Funnily, rowers and all the Indian coaches have bought into his new training methods full-time, saying that it could help improve timings, except they’ve not managed to shoulder the high work-loads. So, without either side complaining or rancour, there still seems to be no common path. “I couldn’t push them because they broke down. The fact is that these Indian muscles aren’t supporting my training,” the former China and Iran coach would admit.
He slumped his shoulders even, adding, “The wolf can change their hair not their behavior. I wonder what I could have done. When medal is missing, why continue. I didn’t have this problem in China and Iran.”
Gioga, besides doing away with a bulk of gym-work, also didn’t seem to have factored in just how crucial strength fortification was for Indian rowers to last the rigours. Common speed-work which happens in the last two months before a big meet, also was done away with.
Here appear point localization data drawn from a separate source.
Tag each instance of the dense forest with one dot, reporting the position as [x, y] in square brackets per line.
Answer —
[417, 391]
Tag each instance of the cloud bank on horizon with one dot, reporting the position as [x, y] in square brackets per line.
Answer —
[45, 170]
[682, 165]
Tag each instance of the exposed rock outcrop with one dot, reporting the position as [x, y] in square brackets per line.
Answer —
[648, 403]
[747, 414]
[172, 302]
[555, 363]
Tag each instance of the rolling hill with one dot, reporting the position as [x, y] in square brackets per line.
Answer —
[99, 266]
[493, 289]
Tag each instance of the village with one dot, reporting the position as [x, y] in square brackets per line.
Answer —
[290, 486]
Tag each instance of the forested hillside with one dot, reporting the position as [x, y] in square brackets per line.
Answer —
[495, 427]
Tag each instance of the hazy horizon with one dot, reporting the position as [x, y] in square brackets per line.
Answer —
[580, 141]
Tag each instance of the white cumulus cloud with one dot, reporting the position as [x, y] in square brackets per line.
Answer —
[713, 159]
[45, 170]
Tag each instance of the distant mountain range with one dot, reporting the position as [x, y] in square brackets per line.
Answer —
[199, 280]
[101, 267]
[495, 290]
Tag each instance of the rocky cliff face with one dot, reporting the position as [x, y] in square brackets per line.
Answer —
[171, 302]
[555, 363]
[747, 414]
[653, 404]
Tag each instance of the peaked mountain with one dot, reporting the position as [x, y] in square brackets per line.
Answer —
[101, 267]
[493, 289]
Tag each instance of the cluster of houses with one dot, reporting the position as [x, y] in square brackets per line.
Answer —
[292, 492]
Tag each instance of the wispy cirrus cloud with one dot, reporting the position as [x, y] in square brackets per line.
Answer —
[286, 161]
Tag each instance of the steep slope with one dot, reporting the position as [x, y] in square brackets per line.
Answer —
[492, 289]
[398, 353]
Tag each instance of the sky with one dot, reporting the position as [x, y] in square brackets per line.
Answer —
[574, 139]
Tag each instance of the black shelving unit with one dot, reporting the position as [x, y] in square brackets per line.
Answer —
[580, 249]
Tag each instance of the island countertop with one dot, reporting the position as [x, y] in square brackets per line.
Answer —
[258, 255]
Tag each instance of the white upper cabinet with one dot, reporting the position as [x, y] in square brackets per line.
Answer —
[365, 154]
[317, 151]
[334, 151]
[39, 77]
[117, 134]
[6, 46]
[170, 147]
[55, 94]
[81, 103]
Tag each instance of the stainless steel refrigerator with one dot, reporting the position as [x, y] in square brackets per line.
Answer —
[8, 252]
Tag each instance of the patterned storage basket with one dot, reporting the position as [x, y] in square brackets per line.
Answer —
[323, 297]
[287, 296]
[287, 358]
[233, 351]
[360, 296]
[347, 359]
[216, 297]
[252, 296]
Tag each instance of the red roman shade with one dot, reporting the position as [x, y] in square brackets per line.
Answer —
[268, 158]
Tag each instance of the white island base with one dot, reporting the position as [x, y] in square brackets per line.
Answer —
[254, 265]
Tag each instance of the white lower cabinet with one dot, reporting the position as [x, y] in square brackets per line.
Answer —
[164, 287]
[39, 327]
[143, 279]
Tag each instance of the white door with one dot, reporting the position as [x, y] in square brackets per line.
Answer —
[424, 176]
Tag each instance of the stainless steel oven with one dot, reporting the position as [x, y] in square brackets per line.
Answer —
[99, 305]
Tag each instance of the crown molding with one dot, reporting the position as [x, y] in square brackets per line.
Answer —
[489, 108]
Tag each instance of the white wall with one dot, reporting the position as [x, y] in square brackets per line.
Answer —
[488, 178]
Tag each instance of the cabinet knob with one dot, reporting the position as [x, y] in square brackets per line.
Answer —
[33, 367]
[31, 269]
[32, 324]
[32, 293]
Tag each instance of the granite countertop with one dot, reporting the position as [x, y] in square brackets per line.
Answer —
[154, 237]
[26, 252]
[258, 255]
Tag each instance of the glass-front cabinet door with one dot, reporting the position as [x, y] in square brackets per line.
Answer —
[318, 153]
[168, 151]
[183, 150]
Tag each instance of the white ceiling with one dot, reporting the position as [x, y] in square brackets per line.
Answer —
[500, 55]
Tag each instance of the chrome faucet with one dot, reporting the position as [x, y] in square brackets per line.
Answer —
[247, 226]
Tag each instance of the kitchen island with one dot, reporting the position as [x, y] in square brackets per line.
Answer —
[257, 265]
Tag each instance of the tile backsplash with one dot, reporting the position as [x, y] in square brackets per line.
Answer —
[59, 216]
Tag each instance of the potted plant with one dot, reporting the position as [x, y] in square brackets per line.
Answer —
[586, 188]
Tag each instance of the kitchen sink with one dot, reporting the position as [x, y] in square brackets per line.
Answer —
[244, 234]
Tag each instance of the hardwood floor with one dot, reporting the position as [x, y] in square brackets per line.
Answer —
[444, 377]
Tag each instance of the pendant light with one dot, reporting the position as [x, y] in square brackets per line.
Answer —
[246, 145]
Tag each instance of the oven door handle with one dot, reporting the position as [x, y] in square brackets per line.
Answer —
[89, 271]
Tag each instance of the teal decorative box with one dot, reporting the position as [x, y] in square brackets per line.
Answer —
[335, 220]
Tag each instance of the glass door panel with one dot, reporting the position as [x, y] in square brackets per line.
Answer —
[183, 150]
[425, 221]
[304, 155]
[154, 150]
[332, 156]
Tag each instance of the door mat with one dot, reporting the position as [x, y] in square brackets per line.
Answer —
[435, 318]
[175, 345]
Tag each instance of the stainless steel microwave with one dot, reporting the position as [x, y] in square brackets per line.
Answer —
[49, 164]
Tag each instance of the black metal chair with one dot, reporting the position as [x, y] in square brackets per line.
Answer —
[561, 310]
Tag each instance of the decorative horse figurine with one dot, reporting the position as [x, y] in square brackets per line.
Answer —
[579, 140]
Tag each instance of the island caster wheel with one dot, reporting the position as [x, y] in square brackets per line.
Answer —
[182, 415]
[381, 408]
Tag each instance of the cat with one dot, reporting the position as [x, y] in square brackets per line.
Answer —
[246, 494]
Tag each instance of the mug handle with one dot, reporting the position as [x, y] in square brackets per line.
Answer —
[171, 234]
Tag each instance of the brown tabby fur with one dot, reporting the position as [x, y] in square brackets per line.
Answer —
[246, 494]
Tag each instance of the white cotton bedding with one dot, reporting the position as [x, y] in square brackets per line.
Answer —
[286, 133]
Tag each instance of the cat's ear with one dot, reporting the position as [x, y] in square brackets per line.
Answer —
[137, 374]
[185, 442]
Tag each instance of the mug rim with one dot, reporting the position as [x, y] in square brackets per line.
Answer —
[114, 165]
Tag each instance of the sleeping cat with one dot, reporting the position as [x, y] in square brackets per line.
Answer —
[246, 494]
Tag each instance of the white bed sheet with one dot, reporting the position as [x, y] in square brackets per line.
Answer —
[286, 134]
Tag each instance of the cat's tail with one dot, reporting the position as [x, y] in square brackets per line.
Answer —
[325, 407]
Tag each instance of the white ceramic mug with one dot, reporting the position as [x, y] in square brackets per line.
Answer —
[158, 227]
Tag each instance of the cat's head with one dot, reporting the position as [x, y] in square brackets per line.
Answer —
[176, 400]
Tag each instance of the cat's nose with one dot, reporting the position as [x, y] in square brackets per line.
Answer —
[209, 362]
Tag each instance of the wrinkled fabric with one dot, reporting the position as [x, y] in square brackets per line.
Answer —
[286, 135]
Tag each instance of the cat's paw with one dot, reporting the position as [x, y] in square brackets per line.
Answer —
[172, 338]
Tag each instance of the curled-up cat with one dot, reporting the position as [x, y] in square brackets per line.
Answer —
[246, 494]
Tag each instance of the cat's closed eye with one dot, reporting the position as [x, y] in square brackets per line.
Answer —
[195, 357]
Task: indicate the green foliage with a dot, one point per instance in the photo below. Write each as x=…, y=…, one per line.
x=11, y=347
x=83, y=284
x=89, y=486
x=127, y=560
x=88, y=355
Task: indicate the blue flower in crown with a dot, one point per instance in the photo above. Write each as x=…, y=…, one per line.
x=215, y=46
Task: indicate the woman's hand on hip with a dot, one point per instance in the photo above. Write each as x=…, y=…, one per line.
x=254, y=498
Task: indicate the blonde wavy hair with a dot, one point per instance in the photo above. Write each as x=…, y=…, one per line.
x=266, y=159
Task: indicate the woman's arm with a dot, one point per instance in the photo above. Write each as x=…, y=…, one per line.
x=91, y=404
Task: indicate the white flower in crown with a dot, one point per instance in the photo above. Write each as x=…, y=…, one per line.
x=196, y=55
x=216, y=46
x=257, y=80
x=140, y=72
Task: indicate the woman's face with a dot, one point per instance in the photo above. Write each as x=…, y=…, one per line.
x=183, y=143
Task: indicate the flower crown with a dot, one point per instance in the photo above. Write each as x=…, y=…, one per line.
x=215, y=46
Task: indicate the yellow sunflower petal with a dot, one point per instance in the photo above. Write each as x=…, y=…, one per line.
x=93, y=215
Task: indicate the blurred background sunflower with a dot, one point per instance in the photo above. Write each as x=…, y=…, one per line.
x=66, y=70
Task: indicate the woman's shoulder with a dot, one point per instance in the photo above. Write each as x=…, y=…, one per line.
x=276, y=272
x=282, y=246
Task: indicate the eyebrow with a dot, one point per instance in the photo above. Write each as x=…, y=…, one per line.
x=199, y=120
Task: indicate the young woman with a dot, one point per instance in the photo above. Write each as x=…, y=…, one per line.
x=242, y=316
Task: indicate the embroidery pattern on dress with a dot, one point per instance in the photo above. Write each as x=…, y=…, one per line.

It didn’t help India that China had changed strategy and fielded rowers in single sculls – their anthem playing on loop as they swept most races. The headwinds and crosswinds at the Palembang course at around the 750-1000 metres mark also bothered Indian rowers.
While Dattu will prep for the team race, Gioga was left a disappointed man. “I told him, you have never shown your capacity. Now is the time,” he’d say. Two contrasting training philosophies mean Indian rowers and their well-meaninged coach are stuck in an impasse.